Pre-trial detention is related to the law policy, criminal law and criminology. The subject is a significant topic of discussion in the European law, especially in the context of reducing the burden of prisons and unique requirements of juvenile law. This study attempts to draw a conclusion on these basis and the opinion of European Court of Human Rights.

Pre-Trial Detention, Problems, Basic Rules According to the Eurpoean Law.

1. SORUNLAR

Tutuklama, bir taraftan temel hak ve muhakeme hukukunun esaslarından olan masumluk karinesi ve diğer taraftan hukuk devletinin muhafazası ve hukuki menfaatlerin etkili bir şekilde korunmasının şartı olan hukukun icra edilmesinin kesişme alanında yer aldığı için, özellikle hukuk politikası, kriminoloji ve ceza hukuku biliminin ilgisini çekmektedir.1 Çünkü tutuklama, cezanın sadece kusurun varlığı halinde ve kesinleşmiş hükümle tespit edilmiş kusurdan önce ceza verilemeyeceğinin doğallığı ile ceza muhakemesinin yürütülmesi ve böylece hukukun icra edilmesinin güvenceye alınması mecburiyeti arasındaki uzlaşmayı ifade eder.2

Son olarak tutuklama, genel önleyici beklentiler ile suçla kararlı bir şekilde mücadele etmeyi iyi bir şekilde göz önüne serdiği için ayrıca dikkatleri üstüne çekmektedir.3 Tutuklama bundan dolayı terörizm ve organize suçlarla ilgili tartışmalarda özel bir yer edindi.
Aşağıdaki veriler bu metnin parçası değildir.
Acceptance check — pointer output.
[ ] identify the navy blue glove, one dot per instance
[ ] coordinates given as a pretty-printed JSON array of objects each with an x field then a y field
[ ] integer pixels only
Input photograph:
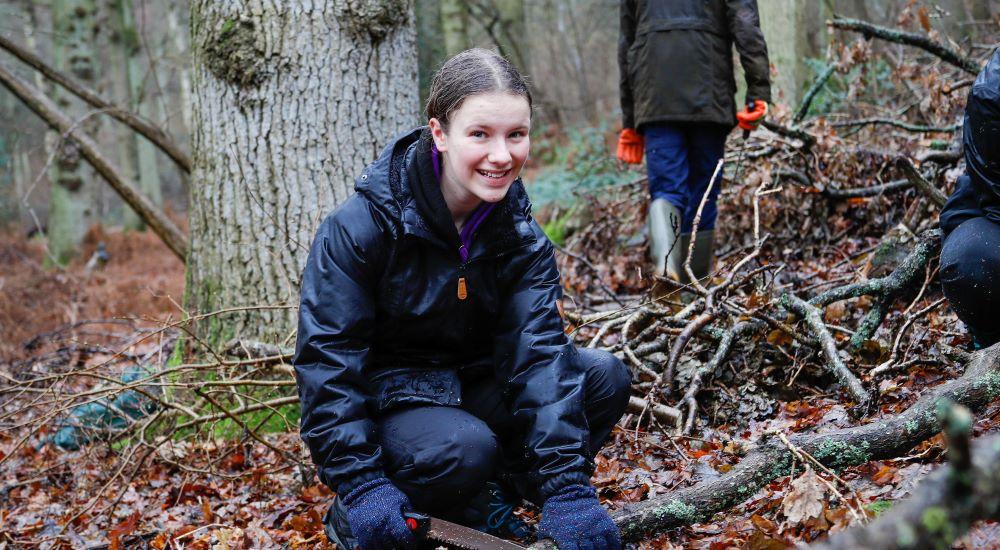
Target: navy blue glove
[
  {"x": 375, "y": 514},
  {"x": 575, "y": 520}
]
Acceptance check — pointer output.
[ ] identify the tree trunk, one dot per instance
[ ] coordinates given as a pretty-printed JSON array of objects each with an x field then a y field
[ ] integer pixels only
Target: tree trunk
[
  {"x": 142, "y": 153},
  {"x": 291, "y": 101},
  {"x": 455, "y": 26},
  {"x": 71, "y": 208},
  {"x": 785, "y": 27},
  {"x": 430, "y": 43}
]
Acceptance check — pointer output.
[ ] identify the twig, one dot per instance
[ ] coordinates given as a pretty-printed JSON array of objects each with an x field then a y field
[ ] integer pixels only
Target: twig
[
  {"x": 148, "y": 130},
  {"x": 920, "y": 182},
  {"x": 811, "y": 93},
  {"x": 896, "y": 123},
  {"x": 943, "y": 51},
  {"x": 811, "y": 315}
]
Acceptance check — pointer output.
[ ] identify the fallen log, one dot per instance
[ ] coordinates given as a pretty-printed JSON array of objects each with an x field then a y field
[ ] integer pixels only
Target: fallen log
[
  {"x": 945, "y": 52},
  {"x": 878, "y": 440},
  {"x": 942, "y": 508}
]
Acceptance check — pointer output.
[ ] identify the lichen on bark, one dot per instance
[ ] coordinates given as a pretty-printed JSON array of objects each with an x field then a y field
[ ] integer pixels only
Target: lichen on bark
[
  {"x": 233, "y": 53},
  {"x": 375, "y": 18}
]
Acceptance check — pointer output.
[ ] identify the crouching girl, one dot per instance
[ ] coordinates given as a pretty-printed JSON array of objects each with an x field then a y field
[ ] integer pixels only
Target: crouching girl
[{"x": 432, "y": 366}]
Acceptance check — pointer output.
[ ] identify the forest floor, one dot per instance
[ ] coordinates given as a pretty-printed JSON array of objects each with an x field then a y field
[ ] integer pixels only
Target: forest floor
[
  {"x": 253, "y": 499},
  {"x": 824, "y": 202}
]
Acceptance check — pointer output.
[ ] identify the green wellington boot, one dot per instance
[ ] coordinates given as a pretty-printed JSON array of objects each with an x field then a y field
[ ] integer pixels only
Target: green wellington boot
[
  {"x": 702, "y": 257},
  {"x": 664, "y": 239}
]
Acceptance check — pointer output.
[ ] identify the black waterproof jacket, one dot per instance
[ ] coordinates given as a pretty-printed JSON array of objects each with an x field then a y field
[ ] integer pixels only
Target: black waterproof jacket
[
  {"x": 676, "y": 63},
  {"x": 381, "y": 326},
  {"x": 977, "y": 193}
]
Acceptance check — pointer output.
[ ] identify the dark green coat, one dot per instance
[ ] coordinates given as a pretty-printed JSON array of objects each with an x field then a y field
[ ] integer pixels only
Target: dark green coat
[{"x": 676, "y": 60}]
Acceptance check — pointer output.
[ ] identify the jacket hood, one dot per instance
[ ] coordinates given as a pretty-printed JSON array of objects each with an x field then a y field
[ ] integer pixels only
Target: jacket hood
[{"x": 982, "y": 126}]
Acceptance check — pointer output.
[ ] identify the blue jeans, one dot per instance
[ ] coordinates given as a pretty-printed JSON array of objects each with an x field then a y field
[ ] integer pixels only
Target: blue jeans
[{"x": 680, "y": 160}]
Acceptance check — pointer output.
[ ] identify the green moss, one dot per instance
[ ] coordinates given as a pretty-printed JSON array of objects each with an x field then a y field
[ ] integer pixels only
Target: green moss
[
  {"x": 991, "y": 382},
  {"x": 838, "y": 454},
  {"x": 681, "y": 512},
  {"x": 878, "y": 507},
  {"x": 233, "y": 55},
  {"x": 935, "y": 519}
]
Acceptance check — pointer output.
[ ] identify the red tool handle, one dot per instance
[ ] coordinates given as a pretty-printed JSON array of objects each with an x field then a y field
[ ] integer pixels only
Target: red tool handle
[{"x": 417, "y": 522}]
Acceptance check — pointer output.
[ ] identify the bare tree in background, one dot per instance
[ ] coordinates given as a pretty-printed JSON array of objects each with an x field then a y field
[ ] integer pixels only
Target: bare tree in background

Avrupa insan hakları sözleşmesi ve Avrupa İnsan Hakları Mahkemesinin içtihatlarında kabul ettiği tutuklama nedenlerinden de çıkarılabilindiği gibi tutuklamanın, mükerrer suçluların ağır suçlarından korunmayı ve özellikle kasıtlı insan öldürme suçları gibi çok ağır suçlarda şüphelinin hemen tutuklanmasıyla halkın ve kamuoyunun sakinleştirilmesini sağlaması, öngörülmektedir.4 Tutuklama nedenlerinin yapısından dahi tutuklamanın sadece muhakemeyi güvenceye alan değil, aynı zamanda önleyici ve de muhakemeyi güvenceye alan amaçlarının olduğu anlaşılmaktadır.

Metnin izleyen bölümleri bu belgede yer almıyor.